If you know nothing else about the late mythologist Joseph Campbell, it might be his oft-quoted call to follow your bliss.
Then Kim started talking about the recent premiere of Finding Joe, a new documentary about Campbell’s teachings, specifically about following your bliss and another popular Campbell-ism, the hero’s journey. Here’s the trailer:
This inspiring film by Patrick Takaya Solomon features such diverse perspectives as Deepak Chopra, Mick Fleetwood and Tony Hawk. I scribbled down these 10 thoughts in the dark movie theater:
- If you haven’t found your bliss yet, think back to the thing the other kids teased you about, the thing that made you different. Because often your bliss is not what others are doing or what others tell you to do. It’s individual to you. It’s your path, not anyone else’s.
- Your parents most want security for you, but if you bargain away your life for security, you will never find your bliss. Living in fear of failure or fear of what people might think keeps you from your bliss.
- The movie tells the story of a small village that covers its golden Buddha statue in mud to keep approaching invaders from stealing or damaging it. It works, but the villagers are driven from their home and eventually no one is left who remembers the statue is gold until the protective layer cracks. Sometimes your great value is hidden from view until something cracks you to let it out.
- Nietzsche said, “The snake that cannot shed its skin perishes.”
- Deepak Chopra suggests in the movie that you pick two or three of your favorite heroes and really think about who they are and why they appeal to you. Hold them close, and see if you don’t start to adopt some of their strengths into your own life.
- What if you climb the corporate ladder but find it’s propped against the wrong wall?
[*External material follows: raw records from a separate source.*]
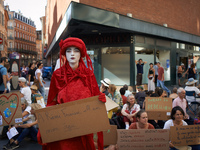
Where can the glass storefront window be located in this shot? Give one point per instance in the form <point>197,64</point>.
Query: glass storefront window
<point>116,64</point>
<point>147,55</point>
<point>163,56</point>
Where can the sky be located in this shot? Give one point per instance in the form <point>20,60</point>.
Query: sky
<point>33,9</point>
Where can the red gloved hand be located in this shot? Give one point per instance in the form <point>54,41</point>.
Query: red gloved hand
<point>102,97</point>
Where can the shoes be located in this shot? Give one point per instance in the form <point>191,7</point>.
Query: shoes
<point>12,146</point>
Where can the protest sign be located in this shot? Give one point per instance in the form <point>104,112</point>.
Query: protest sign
<point>72,119</point>
<point>110,104</point>
<point>10,109</point>
<point>158,108</point>
<point>185,135</point>
<point>109,136</point>
<point>143,139</point>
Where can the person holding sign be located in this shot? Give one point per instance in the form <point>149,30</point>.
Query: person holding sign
<point>129,110</point>
<point>142,121</point>
<point>71,82</point>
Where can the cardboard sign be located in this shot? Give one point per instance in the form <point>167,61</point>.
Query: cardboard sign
<point>109,136</point>
<point>72,119</point>
<point>158,108</point>
<point>185,135</point>
<point>110,104</point>
<point>143,139</point>
<point>10,109</point>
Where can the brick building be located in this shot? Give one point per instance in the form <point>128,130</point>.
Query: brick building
<point>3,29</point>
<point>117,33</point>
<point>21,37</point>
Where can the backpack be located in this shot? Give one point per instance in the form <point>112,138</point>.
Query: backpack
<point>1,77</point>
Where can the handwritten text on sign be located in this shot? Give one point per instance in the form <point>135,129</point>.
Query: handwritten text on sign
<point>72,119</point>
<point>158,104</point>
<point>185,135</point>
<point>143,139</point>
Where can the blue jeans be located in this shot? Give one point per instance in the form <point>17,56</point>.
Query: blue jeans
<point>23,132</point>
<point>42,90</point>
<point>161,84</point>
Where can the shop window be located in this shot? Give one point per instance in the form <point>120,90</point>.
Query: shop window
<point>146,54</point>
<point>116,64</point>
<point>163,56</point>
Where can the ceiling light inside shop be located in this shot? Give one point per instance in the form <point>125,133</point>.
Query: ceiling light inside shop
<point>139,48</point>
<point>94,31</point>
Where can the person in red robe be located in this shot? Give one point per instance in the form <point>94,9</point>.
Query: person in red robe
<point>71,82</point>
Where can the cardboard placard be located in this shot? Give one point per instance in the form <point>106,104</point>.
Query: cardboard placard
<point>72,119</point>
<point>143,139</point>
<point>185,135</point>
<point>110,104</point>
<point>109,136</point>
<point>10,109</point>
<point>158,108</point>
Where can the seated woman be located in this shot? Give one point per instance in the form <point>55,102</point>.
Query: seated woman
<point>177,115</point>
<point>129,110</point>
<point>24,130</point>
<point>142,121</point>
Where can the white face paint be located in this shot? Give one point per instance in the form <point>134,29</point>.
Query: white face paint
<point>73,55</point>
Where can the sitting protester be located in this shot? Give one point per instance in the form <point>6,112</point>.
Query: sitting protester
<point>142,121</point>
<point>129,110</point>
<point>24,130</point>
<point>36,97</point>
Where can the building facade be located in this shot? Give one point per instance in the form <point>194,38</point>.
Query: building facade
<point>118,33</point>
<point>22,37</point>
<point>3,29</point>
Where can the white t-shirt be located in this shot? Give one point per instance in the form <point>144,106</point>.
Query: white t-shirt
<point>26,91</point>
<point>191,88</point>
<point>169,123</point>
<point>38,71</point>
<point>135,107</point>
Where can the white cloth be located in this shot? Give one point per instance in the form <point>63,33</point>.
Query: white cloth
<point>26,91</point>
<point>170,123</point>
<point>38,71</point>
<point>135,107</point>
<point>127,92</point>
<point>57,64</point>
<point>151,85</point>
<point>192,98</point>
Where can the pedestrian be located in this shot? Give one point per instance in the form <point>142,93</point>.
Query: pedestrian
<point>180,72</point>
<point>3,70</point>
<point>105,85</point>
<point>139,64</point>
<point>156,73</point>
<point>161,78</point>
<point>31,74</point>
<point>71,82</point>
<point>38,76</point>
<point>151,78</point>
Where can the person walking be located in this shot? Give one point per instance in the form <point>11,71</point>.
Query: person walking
<point>3,70</point>
<point>139,64</point>
<point>161,78</point>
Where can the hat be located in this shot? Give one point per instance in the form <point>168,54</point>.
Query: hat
<point>71,41</point>
<point>106,82</point>
<point>191,81</point>
<point>22,79</point>
<point>33,87</point>
<point>140,87</point>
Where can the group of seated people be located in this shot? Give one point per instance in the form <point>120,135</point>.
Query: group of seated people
<point>31,100</point>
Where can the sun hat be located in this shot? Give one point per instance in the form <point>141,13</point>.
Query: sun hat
<point>33,87</point>
<point>22,79</point>
<point>140,87</point>
<point>106,82</point>
<point>191,81</point>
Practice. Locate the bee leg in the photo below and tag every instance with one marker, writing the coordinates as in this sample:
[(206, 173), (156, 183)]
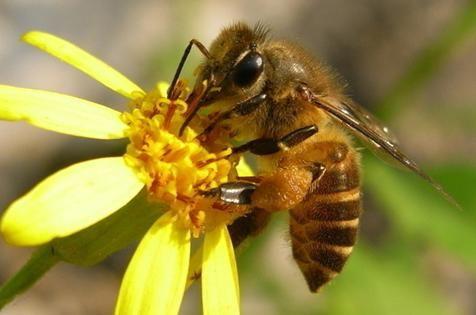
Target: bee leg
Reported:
[(241, 109), (265, 146), (232, 192)]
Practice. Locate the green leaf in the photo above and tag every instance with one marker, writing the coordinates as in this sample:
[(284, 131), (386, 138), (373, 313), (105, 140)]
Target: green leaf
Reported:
[(376, 283), (40, 262), (460, 29), (420, 212)]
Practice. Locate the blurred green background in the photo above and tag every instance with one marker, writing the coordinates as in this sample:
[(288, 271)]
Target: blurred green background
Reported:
[(413, 63)]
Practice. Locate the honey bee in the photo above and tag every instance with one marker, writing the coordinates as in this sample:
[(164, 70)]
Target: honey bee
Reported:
[(299, 123)]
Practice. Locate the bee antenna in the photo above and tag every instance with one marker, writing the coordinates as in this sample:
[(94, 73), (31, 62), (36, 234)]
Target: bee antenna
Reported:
[(186, 52)]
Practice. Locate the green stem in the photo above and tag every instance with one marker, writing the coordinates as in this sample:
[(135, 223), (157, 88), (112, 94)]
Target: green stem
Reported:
[(40, 262), (460, 29)]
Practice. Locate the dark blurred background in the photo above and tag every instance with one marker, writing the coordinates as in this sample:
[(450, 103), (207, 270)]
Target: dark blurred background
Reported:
[(411, 62)]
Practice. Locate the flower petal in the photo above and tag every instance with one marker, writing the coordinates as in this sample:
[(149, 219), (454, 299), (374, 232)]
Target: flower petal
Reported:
[(154, 282), (83, 61), (70, 200), (60, 113), (220, 288)]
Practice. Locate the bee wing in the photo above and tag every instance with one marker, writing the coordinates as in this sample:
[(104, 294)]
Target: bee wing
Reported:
[(368, 128)]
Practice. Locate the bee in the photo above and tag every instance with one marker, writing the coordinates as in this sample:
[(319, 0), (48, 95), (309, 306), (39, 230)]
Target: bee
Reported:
[(300, 126)]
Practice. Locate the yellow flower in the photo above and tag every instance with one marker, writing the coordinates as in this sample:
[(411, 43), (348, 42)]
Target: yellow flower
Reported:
[(171, 168)]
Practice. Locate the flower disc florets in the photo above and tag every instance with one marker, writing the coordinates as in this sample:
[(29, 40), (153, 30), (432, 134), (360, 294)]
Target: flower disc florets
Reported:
[(174, 168)]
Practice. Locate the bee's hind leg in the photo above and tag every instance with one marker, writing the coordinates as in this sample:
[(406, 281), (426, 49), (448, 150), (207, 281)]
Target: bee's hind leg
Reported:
[(239, 192), (265, 146)]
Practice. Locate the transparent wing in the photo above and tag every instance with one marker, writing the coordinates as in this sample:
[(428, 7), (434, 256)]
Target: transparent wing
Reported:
[(365, 126)]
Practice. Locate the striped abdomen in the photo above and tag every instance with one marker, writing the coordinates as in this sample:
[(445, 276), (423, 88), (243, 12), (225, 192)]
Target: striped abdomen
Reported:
[(324, 226)]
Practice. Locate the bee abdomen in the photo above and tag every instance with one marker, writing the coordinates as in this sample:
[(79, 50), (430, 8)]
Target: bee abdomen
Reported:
[(324, 226)]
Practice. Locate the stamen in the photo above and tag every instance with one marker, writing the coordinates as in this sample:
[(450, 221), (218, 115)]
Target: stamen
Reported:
[(176, 167)]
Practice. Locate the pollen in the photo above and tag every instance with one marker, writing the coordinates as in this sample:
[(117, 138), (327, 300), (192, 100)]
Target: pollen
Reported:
[(175, 168)]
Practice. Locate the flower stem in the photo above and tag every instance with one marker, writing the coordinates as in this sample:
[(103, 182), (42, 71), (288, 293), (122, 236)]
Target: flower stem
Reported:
[(39, 263)]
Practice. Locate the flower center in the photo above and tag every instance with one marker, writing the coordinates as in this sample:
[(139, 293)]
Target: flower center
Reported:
[(175, 168)]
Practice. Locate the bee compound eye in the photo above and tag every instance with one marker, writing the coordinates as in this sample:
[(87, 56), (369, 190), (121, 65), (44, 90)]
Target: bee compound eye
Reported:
[(247, 71)]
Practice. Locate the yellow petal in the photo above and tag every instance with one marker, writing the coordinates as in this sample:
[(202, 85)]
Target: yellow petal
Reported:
[(243, 168), (195, 267), (220, 288), (70, 200), (154, 282), (83, 61), (60, 113)]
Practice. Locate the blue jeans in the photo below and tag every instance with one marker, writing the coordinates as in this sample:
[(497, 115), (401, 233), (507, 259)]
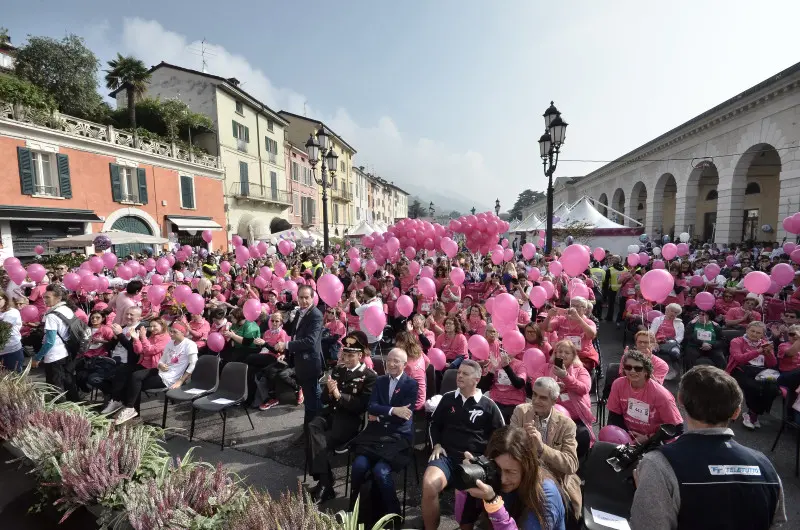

- Your bliss doesn’t have to be profitable to be worth doing. Part of the journey is exploration. Something that starts as a hobby could turn into a career, but you don’t have to know where it’s leading if you’re just doing something that makes your heart feel good.
- On every hero’s journey, there is a dragon you must slay. Campbell said the dragon is often covered in scales that say “you must” or “you must not,” representing the social obligations and fears that keep you from your bliss. You must face down this dragon, though sometimes you don’t need to slay it — you can show it love and it will give you what you want. You just can’t let it defeat you.
- What if time and money were limitless? What would you do then?
- Courage is not the absence of fear. It’s moving forward feeling the fear. And that can be learned. It’s like going to the gym. You practice tolerance of fear and courage, and it becomes more and more familiar.